When birds make the most of ants!

Birds are usually moving around, hopping across the lawn, flitting from limb to limb in the trees and shrubbery, chasing one another.

So, when I see a bird just stretched out on the ground, I wonder, “What’s up?”

I was watching a robin walking along the curb one morning when it stopped, laid itself down on the curb, and spread out its wings. It stayed there for a minute or so, then got up and resumed its walk down the curb.

What was that all about? The bird may have been sunning. Exposure to the sun may kill feather-­degrading bacteria.

But I think the bird was “anting.”

There are several ant holes in the lawn along the curb. Some birds use ants to control feather mites. I think this robin was practicing passive anting, settling down on an ant colony and letting the ants crawl up into its feathers to have at the little mites. An anting bird often contorts its body, bringing its tail underneath, although I didn’t see the robin using that posture.

It’s not clear if the ants eat the feather mites. One theory is that the ant activity gets the mites moving to places where the bird can nab them and pluck them off their body.

There’s another form of anting called active anting. In this version, the bird grabs an ant and rubs it along its wings and tail, making use of the formic acid or other chemicals the ant exudes. It’s not a good experience for the ant! There’s some debate about whether formic acid affects feather mites or if it just feels good on the bird’s skin.

Birds prefer to select ants that emit chemicals in defense, not ants that bite or sting. There are some 24 ant species that are used for anting. One side effect of rubbing these ants along their body is that the bird gets most of the formic acid out of the ant and the ant becomes a tasty snack.

This whole process is an ant form of delousing. Get those mites moving so they come to the surface and can be picked off.

Formic acid rubbed on the skin might just feel good. There are studies on both sides of the issue. I bet it would tingle at least a little bit.

There is debate about the effect of formic acid on feather mites. The formic acid concentration in the ants’ solution is greater than 50 percent. It apparently kills lice and mites in the lab but has not been demonstrated on birds in the wild (source: Wikipedia).

On the other hand, David Allen Sibley, one of America’s most prominent ornithologists, writes in his new book “What It’s Like to be a Bird,” “Formic acid does not have any known effect on feathers or feather parasites. But birds also wipe other acids such as lemon juice onto their feathers, so it is possible that acid has some still unknown benefit.”

In fact, in the absence of ants, birds have been known to use many other things, such as marigold flowers, which contain the insecticide pyrethrin.

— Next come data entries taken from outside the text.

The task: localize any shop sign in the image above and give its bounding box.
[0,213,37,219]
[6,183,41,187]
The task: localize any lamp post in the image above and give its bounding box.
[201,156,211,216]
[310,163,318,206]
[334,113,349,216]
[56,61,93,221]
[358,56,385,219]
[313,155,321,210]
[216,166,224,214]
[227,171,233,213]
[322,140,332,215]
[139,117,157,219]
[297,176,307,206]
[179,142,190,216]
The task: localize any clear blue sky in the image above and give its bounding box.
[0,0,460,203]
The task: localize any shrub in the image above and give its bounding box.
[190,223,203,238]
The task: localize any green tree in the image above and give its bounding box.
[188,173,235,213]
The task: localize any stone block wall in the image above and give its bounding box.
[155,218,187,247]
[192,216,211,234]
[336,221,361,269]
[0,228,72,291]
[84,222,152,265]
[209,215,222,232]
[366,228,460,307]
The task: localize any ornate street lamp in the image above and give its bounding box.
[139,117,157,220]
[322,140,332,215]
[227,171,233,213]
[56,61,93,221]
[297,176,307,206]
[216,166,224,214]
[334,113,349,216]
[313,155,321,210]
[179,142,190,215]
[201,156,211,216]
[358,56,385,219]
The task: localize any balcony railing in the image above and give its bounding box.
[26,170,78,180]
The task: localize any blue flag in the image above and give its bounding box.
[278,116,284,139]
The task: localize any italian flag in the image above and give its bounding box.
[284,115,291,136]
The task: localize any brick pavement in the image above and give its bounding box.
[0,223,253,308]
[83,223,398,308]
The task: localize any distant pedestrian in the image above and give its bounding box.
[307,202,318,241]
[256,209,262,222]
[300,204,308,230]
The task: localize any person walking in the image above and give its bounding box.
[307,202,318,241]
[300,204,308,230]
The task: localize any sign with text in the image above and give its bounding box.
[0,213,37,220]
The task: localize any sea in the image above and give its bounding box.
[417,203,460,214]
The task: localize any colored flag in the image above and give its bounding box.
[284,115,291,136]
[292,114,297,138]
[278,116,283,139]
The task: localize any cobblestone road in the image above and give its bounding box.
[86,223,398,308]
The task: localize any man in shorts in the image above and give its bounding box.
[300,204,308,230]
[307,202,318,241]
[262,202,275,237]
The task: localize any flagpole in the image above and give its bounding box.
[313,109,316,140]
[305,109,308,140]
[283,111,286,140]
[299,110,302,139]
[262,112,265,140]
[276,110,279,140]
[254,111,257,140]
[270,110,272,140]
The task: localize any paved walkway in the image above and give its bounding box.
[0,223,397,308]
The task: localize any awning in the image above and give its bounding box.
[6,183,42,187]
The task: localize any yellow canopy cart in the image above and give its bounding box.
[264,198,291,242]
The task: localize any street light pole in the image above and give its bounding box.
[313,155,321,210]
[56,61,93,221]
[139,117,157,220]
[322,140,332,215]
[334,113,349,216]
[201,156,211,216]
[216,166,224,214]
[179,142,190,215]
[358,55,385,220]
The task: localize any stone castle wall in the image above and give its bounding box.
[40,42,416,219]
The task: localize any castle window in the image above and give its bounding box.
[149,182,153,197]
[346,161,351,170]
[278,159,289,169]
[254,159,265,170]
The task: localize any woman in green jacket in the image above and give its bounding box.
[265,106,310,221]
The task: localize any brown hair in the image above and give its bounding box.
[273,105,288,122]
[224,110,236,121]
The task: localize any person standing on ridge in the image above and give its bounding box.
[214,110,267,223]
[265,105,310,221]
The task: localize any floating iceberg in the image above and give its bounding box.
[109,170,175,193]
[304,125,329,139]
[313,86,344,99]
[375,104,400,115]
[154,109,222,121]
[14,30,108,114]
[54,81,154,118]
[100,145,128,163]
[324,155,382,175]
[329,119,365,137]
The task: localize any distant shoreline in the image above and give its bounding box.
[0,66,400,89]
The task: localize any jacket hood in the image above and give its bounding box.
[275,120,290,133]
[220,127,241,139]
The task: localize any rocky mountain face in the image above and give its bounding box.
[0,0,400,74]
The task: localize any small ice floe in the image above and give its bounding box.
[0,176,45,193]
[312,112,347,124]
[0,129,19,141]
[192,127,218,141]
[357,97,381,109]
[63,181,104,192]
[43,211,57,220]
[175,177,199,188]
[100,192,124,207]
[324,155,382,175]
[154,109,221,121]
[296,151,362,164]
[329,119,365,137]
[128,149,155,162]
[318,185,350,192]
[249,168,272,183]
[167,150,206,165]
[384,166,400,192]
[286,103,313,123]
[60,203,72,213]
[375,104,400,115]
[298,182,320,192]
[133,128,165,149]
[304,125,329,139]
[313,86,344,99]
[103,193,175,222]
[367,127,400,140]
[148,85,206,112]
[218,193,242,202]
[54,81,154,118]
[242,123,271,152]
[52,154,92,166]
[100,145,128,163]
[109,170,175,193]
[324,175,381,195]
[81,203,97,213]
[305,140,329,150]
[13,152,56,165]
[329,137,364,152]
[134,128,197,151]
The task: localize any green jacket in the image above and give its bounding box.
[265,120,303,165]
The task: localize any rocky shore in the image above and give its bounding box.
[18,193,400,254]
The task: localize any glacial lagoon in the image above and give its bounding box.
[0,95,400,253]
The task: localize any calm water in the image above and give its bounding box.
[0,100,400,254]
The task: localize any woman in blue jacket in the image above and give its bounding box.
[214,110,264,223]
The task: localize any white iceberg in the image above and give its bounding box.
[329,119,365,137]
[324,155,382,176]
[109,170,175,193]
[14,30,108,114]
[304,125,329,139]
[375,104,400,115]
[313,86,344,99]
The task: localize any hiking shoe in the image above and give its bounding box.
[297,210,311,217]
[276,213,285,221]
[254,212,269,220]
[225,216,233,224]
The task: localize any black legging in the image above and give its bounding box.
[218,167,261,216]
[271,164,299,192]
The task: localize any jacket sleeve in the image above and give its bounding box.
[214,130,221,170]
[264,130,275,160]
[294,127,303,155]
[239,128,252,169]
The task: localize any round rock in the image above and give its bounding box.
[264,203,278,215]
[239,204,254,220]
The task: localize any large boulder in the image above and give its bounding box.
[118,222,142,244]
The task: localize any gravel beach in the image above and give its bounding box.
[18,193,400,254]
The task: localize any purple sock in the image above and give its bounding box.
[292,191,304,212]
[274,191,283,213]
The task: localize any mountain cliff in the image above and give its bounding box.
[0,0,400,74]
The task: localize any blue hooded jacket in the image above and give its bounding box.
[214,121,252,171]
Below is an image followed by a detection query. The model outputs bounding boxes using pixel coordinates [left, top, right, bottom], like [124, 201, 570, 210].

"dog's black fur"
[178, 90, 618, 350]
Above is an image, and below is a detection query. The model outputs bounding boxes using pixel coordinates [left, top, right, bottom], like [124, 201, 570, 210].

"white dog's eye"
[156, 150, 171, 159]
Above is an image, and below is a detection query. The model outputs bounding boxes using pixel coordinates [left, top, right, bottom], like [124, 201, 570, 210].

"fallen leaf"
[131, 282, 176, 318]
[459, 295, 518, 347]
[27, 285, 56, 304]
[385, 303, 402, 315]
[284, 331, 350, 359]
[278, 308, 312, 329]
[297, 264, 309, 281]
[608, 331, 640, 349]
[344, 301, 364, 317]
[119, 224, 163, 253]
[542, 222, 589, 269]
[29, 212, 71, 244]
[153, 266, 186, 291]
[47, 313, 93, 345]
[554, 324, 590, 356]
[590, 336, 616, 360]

I wonder how did the birds discover the insecticide properties of marigolds?

The list of skin potions for birds includes mothballs, citrus fruits, vinegar and still-glowing embers (!). Each produces a burning sensation.

Some of the other things that birds have used besides ants include garlic snails, beach fleas, millipedes, earwigs, caterpillars, grasshoppers, mealworm larvae and wasps. And lit cigarette butts! Some birds have carried flaming tinder to their nest in a building!

Imagine the insurance report that states that a bird set a structure on fire! Playing with matches? No, careless smoking!     

There is also some debate about whether anting is a learned behavior or innate. It seems reasonable that each individual must experience it for itself, but they may watch others do it and decide to try it.

Authors Thomas Eisner and Daniel Aneshansley, in their “Anting in Blue Jays: Evidence in Support of a Food-Preparatory Function,” discovered that two of six blue jays that had never been exposed to insects, went immediately to anting on first being given an ant. That implies that they’re genetically programmed for anting behavior.

And the delightful and wise Laura Erickson, one of Minnesota’s premier ornithologists, in her book “For the Birds: An Uncommon Guide,” in the entry for July 14 notes:

“When Ludwig, a baby jay I once raised, tasted his first ant, he immediately spit it out and shook his head violently. Then he suddenly rubbed his tongue against the roof of his mouth, grabbed the ant again, and rubbed it against his wing and back feathers. Ants are laced with formic acid. Anting may be the avian alternative to bug spray, or the tingle of acid on skin may simply feel good. It seems Ludwig found that it felt good!”

Clay Christensen lives and writes in Lauderdale.